機器學習應用於光電感測元件之研究

Abstract

機器學習技術與光電元件的結合已成為提升現代感測平台功能性、智慧性和適用性的變革性方法。受低功耗、高選擇性和即時感測需求的驅動，本論文對機器學習在室溫條件下運行的光電感測器中的應用進行了全面的研究。 探討了三種相互關聯的感測策略。首先開發了一種光化學激活氣體感測平台，利用紫外線激發實現穩定、高效的氣體檢測，而無需加熱。其次，提出了一種光學調製氣體識別系統，其中透過改變照明強度產生的不同光學指紋透過機器學習模型進行分析，包括支援向量機、樸素貝葉斯、隨機森林和 K 近鄰演算法，以實現準確的多氣體分類和濃度預測。第三，製造了基於自供電異質接面結構的寬頻光電探測器陣列，展示了使用機器學習輔助波長識別對紫外線、可見光和近紅外線區域的多光譜光訊號進行分類和重建的能力。 透過將材料創新與機器學習驅動的數據處理相結合，這項工作建立了智慧氣體感測和光學檢測的統一框架，促進了可擴展、節能和高度適應的下一代感測技術。研究結果強調了機器學習在提高光電設備性能和多功能性方面的關鍵作用，為未來的智慧感測應用奠定了基礎。

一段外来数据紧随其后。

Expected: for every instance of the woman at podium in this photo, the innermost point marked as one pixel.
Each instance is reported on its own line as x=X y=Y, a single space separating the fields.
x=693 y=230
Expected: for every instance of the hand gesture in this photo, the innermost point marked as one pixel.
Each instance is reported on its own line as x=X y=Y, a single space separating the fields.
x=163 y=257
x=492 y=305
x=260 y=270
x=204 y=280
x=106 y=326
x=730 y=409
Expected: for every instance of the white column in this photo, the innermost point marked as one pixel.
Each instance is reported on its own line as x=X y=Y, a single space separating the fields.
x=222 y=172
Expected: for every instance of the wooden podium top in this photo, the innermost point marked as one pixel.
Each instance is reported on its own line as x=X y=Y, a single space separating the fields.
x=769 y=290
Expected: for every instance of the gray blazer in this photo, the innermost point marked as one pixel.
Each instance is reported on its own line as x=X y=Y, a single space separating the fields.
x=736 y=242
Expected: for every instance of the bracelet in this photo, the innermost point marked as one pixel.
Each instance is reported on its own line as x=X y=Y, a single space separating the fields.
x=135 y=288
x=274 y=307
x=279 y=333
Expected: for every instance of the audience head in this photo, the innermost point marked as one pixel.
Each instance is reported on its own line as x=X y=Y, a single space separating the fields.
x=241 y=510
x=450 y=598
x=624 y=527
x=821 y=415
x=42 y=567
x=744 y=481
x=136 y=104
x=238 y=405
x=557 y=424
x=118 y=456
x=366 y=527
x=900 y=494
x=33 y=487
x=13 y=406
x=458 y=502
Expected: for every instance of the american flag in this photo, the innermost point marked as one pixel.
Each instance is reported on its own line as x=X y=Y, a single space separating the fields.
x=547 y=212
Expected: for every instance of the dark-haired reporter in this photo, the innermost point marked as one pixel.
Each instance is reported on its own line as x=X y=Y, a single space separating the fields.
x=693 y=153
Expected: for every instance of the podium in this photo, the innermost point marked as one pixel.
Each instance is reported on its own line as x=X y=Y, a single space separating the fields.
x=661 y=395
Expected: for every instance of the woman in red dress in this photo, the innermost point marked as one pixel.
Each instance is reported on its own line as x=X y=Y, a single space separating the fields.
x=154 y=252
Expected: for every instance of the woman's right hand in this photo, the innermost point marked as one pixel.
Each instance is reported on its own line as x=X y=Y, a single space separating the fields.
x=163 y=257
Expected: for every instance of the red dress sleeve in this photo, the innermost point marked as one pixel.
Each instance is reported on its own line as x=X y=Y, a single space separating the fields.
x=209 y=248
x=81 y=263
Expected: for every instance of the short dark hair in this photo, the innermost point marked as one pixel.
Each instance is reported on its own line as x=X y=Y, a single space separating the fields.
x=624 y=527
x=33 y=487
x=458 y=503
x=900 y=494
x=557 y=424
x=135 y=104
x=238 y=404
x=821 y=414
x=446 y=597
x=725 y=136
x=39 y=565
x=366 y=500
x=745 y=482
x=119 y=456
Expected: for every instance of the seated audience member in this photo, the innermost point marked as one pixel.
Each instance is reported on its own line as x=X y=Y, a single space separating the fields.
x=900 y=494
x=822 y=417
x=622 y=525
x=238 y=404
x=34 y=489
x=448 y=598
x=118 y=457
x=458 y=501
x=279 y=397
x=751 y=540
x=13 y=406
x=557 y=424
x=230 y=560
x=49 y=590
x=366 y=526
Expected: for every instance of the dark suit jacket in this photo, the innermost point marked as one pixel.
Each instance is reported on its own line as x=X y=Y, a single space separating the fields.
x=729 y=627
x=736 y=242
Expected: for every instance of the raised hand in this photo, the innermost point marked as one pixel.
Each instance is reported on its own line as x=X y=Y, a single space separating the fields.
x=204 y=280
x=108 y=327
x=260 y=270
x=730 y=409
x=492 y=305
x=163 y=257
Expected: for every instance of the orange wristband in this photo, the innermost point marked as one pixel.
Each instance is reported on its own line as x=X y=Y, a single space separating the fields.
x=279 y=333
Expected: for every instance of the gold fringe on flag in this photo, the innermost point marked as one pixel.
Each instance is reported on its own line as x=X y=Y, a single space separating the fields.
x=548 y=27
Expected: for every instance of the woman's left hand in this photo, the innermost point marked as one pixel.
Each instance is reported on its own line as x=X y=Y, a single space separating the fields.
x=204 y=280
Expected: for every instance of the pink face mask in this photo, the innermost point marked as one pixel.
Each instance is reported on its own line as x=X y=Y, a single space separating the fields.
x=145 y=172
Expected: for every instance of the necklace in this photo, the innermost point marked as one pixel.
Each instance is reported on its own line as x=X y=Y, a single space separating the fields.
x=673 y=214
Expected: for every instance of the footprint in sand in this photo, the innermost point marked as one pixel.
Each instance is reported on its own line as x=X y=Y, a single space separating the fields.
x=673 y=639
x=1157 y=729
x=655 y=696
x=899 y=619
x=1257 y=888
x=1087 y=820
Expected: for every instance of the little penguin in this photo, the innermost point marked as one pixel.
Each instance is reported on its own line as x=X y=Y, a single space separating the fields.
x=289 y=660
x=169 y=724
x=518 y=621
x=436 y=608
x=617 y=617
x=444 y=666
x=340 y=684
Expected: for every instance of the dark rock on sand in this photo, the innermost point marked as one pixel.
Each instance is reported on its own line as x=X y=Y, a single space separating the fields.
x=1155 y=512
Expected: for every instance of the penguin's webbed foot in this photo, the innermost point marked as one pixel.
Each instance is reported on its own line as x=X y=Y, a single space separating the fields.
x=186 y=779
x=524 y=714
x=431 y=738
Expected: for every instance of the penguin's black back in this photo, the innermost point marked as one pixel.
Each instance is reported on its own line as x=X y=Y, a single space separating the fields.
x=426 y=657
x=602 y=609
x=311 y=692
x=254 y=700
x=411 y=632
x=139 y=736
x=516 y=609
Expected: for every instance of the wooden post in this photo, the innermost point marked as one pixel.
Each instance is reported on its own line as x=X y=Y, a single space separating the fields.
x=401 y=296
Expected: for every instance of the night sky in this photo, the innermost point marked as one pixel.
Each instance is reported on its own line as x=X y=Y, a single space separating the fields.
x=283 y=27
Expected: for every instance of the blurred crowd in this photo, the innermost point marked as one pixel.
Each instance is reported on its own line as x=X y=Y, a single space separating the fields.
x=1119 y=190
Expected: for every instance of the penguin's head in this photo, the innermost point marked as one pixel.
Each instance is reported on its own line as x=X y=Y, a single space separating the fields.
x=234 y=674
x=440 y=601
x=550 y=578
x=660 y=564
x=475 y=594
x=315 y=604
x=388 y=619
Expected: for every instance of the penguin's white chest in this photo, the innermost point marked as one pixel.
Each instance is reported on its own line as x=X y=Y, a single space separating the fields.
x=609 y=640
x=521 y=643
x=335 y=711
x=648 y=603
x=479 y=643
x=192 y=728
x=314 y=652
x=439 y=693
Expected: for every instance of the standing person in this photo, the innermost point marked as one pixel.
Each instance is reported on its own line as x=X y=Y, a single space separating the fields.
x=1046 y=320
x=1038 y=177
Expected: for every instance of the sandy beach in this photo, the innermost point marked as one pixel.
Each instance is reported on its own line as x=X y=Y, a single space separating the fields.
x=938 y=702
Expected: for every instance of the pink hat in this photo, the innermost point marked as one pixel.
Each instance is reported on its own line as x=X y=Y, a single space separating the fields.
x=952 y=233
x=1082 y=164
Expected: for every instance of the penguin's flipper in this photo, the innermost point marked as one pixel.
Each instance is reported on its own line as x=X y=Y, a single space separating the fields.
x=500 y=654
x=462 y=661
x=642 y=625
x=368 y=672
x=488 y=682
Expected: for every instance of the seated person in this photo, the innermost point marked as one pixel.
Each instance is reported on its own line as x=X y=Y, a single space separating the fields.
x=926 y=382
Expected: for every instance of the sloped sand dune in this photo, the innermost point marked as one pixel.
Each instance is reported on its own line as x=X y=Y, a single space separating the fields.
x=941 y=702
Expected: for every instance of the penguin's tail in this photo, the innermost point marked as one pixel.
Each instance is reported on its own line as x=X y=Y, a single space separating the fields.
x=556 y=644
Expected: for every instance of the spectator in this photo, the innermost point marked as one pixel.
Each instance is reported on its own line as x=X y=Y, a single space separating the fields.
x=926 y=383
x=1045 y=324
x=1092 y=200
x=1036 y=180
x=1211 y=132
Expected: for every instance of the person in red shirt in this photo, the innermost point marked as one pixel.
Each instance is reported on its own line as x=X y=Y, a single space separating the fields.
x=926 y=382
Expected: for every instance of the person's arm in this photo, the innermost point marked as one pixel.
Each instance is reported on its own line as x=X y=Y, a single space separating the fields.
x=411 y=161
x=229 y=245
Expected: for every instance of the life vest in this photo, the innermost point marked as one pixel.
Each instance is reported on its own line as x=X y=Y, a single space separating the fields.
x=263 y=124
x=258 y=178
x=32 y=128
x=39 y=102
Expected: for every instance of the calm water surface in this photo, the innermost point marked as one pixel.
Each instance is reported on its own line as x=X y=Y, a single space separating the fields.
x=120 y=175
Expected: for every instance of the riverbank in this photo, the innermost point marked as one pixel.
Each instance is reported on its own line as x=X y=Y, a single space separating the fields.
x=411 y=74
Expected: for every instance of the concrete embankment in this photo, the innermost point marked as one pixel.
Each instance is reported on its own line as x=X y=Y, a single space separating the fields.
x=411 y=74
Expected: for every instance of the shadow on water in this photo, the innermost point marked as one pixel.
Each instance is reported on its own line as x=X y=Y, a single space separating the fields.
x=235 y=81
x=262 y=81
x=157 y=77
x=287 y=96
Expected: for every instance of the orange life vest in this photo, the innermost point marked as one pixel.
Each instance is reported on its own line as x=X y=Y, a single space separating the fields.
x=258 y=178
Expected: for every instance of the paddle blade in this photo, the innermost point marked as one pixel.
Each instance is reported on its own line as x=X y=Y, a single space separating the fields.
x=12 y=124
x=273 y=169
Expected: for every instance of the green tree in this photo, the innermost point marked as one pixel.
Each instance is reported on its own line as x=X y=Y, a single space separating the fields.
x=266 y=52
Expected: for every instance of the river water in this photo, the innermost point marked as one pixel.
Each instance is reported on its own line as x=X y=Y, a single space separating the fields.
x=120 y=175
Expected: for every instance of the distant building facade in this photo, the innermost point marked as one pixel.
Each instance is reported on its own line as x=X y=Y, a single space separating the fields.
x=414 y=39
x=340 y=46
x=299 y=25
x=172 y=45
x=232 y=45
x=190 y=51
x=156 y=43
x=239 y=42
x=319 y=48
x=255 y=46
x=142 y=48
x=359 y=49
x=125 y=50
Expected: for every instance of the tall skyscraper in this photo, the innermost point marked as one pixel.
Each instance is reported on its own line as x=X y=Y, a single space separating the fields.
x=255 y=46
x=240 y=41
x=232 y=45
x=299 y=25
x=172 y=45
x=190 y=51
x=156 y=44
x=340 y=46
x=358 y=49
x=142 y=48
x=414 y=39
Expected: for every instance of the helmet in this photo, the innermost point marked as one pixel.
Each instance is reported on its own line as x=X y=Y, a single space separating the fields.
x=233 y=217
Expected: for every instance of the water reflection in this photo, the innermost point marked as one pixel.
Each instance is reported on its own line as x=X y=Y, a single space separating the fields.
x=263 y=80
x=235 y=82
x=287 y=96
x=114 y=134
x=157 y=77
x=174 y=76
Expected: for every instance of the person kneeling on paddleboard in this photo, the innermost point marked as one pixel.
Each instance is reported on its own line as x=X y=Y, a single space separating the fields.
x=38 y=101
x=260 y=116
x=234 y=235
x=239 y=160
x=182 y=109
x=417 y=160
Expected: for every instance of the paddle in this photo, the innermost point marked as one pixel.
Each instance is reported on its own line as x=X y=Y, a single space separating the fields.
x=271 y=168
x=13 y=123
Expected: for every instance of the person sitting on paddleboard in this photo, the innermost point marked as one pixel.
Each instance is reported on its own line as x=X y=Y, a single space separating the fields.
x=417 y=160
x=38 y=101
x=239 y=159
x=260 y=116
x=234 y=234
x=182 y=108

The integration of machine learning (ML) techniques with optoelectronic devices is emerging as a transformative approach to advancing the functionality, intelligence, and applicability of modern sensing platforms. Motivated by the demand for low-power, high-selectivity, and real-time sensing, this dissertation presents a comprehensive study on the application of ML in optoelectronic sensors operating under room temperature (RT) conditions. Three interrelated sensing strategies are explored. First, a photochemically activated gas sensing platform is developed, utilizing ultraviolet (UV) excitation to enable stable and efficient gas detection without the need for thermal heating. Second, an optically modulated gas identification system is proposed, in which distinct optical fingerprints generated through varying illumination intensities are analyzed by ML including Support Vector Machines (SVM), Random Forest (RF), Naïve Bayes (NB), and K-Nearest Neighbors (KNN) to achieve accurate multi-gas classification and concentration prediction. Third, a broadband photodetector array (PDA) based on a self-powered heterojunction structure is fabricated, demonstrating the ability to classify and reconstruct multispectral light signals across UV, visible (Vis), and near-infrared (NIR) regions using ML-assisted wavelength recognition. By integrating material innovation with ML-driven data processing, this work establishes a unified framework for intelligent gas sensing and optical detection, promoting scalable, energy-efficient, and highly adaptive next-generation sensing technologies. The results underline the critical role of ML in enhancing the performance and versatility of optoelectronic devices, laying a foundation for future smart sensing applications.